すごく心細くなって、作業を終えて井戸の水で手をキレイに洗い終えたドーラちゃんに擦り寄ります。
「モモ?どうしたの?……あ、リボン?ごめんね、お揃いだったのに。でも、どうしても失くしたくないから。あれは、必要なものだから。大丈夫、ちゃんとまた取り出して、持って行くからね」
「……ミャー」
なんだかまた情けない声を出してしまったあたしを、ドーラちゃんが抱え込むようにしながら、優しく撫でてくれます。
……うん。
考えたって、仕方ない。
考えたって、そんなのわからないんだから。
大丈夫、もしも忘れてしまっても。
ドーラちゃんに会えたら、きっと思い出すから。
あたしを迎えにくるために、ドーラちゃんはこうやって準備してくれてるんだから。
ドーラちゃんにまた会えたのに、それでも忘れたままでいるなんて。
そんなの、あたしにできるわけがないんだから。
あたしは一人じゃ、あたしでいられないかもしれないけど。
ドーラちゃんがいるから、きっと迎えにきてくれるんだから、だから絶対に大丈夫。
忘れないでいられたからって、ドーラちゃんに会えないままであたしが一人でずっと生きていくなんてもう無理なんだから、あたしはなにも心配しないで、ドーラちゃんを信じて、待っていよう。
だから、ドーラちゃん。
あたしずっと待ってるから、だからきっと。
あたしを、ちゃんと、迎えにきてね。
地下室で待っててくれたベラさんと一緒に、三人でまた妖精さんの世界に戻って。
ポワンさまにフルートを届けて、春を呼んでもらいます。
ポワンさまの奏でるキレイな旋律に乗って暖かい風が吹いて、みるみる雪が融けて、草が地面から顔を出して、花が咲いて。

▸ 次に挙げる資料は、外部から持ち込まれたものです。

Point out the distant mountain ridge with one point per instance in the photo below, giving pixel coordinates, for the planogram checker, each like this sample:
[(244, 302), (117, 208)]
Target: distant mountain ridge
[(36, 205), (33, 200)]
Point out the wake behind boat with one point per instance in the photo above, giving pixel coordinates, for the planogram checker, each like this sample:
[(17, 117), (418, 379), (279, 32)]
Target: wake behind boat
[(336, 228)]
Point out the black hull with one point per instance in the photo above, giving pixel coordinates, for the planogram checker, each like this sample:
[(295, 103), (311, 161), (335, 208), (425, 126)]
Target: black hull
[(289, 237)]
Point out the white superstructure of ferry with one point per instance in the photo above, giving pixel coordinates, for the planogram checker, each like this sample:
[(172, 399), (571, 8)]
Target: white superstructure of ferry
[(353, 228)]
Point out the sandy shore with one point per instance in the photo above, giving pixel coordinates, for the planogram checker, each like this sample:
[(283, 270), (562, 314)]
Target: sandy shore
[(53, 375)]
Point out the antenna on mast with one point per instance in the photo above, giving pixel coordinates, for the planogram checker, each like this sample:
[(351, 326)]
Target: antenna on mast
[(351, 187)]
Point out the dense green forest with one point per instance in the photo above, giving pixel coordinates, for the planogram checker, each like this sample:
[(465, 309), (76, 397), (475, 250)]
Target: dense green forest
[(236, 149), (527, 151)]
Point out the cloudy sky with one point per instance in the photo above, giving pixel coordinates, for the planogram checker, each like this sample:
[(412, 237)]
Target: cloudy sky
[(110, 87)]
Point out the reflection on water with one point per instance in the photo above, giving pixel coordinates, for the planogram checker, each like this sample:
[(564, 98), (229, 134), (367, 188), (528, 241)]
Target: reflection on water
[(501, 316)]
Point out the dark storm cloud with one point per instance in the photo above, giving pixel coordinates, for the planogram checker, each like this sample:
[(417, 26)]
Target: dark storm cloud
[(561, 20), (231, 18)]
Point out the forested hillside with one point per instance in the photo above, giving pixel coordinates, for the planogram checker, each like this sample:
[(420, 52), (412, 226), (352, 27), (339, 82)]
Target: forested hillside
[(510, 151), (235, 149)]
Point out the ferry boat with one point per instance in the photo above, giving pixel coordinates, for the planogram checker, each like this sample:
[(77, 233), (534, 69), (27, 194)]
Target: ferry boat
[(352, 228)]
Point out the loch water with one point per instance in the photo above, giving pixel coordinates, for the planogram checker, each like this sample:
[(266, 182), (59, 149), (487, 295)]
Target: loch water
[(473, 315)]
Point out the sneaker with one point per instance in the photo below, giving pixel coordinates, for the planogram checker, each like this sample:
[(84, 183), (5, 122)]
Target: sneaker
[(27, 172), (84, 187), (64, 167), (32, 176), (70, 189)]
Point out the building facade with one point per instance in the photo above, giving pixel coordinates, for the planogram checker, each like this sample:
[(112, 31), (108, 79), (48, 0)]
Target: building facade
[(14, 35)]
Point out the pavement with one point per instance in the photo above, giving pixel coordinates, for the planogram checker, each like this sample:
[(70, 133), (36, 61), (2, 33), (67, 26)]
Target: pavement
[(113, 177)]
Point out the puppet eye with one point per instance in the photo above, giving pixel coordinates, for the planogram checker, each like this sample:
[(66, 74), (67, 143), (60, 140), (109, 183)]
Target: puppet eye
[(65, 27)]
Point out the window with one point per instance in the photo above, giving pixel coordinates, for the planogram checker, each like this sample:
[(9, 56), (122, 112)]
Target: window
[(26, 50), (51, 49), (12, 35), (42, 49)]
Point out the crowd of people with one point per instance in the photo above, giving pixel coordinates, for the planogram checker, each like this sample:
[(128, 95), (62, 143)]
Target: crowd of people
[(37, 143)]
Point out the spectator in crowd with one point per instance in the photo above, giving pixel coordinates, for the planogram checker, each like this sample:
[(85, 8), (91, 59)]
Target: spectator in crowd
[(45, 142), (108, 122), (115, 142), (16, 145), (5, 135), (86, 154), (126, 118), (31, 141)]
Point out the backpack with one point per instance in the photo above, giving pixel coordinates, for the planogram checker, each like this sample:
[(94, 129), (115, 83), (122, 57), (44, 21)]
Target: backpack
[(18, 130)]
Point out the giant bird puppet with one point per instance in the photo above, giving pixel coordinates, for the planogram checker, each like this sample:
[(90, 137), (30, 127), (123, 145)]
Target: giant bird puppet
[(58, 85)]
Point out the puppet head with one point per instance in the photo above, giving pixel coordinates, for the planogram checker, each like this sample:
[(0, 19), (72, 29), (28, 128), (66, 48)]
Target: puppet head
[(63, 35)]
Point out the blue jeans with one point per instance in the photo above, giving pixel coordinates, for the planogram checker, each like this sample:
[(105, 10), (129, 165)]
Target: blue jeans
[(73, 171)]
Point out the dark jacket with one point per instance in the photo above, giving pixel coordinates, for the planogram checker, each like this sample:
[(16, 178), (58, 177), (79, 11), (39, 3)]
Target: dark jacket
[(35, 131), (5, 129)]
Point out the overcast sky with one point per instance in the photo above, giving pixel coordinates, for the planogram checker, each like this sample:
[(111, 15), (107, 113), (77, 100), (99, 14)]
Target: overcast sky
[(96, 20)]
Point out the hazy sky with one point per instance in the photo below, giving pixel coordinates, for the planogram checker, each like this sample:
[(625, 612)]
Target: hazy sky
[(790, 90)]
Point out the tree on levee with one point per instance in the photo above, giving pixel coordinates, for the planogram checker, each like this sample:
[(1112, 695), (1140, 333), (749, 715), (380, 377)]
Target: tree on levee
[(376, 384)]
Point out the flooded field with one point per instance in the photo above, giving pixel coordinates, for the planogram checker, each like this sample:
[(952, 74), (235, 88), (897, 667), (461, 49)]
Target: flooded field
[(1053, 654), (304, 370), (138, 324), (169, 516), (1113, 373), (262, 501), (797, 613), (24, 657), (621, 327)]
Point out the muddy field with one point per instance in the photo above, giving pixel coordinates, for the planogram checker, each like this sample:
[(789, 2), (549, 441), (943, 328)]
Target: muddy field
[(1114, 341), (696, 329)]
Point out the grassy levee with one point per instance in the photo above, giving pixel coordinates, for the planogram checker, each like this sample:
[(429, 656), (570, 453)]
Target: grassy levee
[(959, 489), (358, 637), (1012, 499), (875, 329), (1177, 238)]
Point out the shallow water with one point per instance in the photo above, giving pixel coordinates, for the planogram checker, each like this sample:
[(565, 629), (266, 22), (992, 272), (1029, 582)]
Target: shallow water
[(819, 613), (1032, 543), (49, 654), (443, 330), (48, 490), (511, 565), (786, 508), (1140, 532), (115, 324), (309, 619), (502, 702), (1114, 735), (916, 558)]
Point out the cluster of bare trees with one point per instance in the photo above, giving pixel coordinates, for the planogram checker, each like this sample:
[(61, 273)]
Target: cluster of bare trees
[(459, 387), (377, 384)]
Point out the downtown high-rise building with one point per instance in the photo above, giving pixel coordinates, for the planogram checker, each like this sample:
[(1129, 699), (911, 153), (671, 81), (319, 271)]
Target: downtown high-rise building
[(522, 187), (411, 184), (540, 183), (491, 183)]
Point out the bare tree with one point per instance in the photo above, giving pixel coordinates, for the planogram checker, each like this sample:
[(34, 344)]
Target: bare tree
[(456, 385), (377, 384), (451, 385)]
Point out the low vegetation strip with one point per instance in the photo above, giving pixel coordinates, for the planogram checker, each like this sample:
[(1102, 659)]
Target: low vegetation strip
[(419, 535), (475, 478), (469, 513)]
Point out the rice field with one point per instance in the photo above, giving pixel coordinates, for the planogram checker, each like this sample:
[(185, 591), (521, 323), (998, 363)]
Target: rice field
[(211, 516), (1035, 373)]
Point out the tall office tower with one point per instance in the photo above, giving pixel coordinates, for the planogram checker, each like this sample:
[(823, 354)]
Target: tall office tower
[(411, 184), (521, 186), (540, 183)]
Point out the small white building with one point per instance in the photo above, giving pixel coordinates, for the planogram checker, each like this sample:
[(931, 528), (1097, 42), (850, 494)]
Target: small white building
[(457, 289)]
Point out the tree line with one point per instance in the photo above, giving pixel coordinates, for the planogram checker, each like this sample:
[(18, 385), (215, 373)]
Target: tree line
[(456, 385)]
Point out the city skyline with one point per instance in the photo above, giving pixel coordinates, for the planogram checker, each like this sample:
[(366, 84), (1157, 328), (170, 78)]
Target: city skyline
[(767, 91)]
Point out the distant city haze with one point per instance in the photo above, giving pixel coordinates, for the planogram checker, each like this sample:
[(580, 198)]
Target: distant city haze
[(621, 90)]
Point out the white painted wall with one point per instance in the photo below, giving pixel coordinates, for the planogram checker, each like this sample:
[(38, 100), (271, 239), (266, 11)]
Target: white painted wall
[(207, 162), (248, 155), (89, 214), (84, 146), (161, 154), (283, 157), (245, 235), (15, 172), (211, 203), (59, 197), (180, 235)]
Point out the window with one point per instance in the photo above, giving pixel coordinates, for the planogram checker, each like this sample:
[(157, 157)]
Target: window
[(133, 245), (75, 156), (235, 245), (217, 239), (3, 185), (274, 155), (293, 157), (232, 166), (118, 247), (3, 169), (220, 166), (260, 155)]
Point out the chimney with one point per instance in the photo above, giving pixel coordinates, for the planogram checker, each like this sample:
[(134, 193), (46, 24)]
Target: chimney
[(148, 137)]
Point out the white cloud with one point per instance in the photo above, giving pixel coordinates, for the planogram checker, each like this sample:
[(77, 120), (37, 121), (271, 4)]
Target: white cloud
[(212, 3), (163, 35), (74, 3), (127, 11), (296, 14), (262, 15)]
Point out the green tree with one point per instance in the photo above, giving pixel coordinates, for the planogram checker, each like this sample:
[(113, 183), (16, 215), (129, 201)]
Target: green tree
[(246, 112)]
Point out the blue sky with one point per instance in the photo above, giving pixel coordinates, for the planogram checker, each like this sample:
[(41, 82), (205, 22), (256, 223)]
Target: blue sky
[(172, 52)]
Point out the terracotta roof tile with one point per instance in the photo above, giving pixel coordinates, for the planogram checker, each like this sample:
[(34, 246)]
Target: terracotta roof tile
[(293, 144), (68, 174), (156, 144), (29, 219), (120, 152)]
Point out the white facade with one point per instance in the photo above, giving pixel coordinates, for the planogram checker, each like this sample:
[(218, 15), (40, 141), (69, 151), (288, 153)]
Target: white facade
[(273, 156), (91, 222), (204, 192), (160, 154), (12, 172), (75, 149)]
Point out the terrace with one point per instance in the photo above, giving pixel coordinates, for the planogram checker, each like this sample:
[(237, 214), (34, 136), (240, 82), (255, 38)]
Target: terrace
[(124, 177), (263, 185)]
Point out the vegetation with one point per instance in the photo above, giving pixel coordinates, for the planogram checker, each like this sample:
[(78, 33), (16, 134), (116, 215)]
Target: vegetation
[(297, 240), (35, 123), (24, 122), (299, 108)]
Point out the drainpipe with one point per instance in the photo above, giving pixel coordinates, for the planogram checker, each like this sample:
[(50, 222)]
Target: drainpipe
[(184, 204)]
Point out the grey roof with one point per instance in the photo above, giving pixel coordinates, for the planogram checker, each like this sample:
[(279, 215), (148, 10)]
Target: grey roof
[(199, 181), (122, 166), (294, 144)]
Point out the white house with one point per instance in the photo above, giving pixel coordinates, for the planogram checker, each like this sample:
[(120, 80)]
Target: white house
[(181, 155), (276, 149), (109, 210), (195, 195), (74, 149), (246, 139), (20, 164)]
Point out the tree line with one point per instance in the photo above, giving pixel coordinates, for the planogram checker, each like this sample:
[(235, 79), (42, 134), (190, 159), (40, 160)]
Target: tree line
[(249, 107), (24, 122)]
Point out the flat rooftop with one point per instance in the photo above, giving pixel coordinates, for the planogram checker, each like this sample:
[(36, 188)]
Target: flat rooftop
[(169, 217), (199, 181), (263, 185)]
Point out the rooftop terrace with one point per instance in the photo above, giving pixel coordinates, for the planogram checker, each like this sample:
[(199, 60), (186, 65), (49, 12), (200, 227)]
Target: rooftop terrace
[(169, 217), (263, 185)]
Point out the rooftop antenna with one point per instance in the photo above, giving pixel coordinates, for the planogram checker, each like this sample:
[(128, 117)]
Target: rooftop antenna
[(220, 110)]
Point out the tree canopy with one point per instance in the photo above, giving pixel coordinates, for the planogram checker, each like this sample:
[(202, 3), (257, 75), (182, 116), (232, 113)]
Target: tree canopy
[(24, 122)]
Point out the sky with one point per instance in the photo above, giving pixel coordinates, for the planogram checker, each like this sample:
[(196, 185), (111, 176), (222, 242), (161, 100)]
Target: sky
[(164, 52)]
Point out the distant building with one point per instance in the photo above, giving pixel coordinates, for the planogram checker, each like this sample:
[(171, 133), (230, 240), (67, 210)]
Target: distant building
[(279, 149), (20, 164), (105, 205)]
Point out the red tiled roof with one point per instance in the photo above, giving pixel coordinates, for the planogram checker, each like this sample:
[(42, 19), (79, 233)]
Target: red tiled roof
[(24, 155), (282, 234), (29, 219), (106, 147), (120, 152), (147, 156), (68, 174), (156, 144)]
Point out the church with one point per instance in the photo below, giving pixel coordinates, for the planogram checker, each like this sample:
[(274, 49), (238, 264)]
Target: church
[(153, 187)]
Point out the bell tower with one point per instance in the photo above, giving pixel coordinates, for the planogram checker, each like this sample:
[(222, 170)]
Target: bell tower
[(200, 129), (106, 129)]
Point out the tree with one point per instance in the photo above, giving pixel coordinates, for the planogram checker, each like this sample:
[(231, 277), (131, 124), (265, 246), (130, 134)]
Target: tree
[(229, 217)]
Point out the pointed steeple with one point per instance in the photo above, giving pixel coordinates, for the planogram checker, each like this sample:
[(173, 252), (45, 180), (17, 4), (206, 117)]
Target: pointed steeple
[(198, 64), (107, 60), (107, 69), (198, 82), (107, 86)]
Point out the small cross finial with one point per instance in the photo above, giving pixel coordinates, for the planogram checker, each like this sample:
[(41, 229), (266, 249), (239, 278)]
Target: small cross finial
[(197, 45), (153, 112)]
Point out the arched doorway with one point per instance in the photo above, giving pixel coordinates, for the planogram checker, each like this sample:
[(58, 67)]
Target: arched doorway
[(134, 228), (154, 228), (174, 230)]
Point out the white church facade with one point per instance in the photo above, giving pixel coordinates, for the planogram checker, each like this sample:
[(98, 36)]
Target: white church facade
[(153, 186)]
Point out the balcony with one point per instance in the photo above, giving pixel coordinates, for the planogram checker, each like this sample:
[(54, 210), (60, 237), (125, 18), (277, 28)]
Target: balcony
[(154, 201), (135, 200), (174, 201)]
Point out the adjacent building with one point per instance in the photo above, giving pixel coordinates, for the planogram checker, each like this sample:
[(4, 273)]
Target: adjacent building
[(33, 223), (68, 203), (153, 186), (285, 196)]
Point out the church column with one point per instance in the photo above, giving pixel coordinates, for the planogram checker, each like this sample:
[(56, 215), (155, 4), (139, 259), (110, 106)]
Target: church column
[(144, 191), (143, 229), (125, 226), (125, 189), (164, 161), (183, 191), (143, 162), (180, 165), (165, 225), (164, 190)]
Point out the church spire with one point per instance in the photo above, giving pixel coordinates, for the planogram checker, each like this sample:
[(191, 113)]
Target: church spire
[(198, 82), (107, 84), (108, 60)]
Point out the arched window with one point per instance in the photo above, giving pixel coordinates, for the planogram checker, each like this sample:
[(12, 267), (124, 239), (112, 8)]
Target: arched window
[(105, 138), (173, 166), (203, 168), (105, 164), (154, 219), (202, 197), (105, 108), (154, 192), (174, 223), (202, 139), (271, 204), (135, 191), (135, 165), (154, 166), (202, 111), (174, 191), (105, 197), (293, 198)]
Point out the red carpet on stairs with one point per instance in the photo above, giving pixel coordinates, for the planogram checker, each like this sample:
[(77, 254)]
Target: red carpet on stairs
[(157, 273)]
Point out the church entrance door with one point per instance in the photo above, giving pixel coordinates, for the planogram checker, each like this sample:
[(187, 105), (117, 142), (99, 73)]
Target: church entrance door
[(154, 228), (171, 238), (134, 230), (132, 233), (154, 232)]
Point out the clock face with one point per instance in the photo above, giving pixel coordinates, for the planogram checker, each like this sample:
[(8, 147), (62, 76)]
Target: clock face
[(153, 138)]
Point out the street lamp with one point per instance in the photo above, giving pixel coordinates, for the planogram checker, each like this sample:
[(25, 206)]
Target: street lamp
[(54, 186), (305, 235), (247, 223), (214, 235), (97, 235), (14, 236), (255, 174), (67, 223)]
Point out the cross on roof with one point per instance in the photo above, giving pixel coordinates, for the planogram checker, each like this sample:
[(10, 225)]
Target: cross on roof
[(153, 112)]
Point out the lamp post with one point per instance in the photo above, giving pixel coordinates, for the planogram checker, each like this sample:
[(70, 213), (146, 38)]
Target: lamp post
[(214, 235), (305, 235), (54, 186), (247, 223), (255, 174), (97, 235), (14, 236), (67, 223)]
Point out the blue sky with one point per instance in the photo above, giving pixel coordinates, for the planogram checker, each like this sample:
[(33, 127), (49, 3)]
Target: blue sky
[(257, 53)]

あっという間に満開になって、辺りを花吹雪が包みます。
……あ、桜だ。
桜の、花吹雪だ。
この体で見るのは初めてなのに、なんだか懐かしい。
すごく、キレイ。
舞い散る花びらに包まれながら、人間だったときの記憶が、まるでついさっきあったことみたいに、鮮明によみがえります。
……小さい頃、家族みんなでお花見したな。
お母さんがお弁当を作ってくれて、お休みの日は起きるのが遅いお父さんも、張り切って早く起きてきて。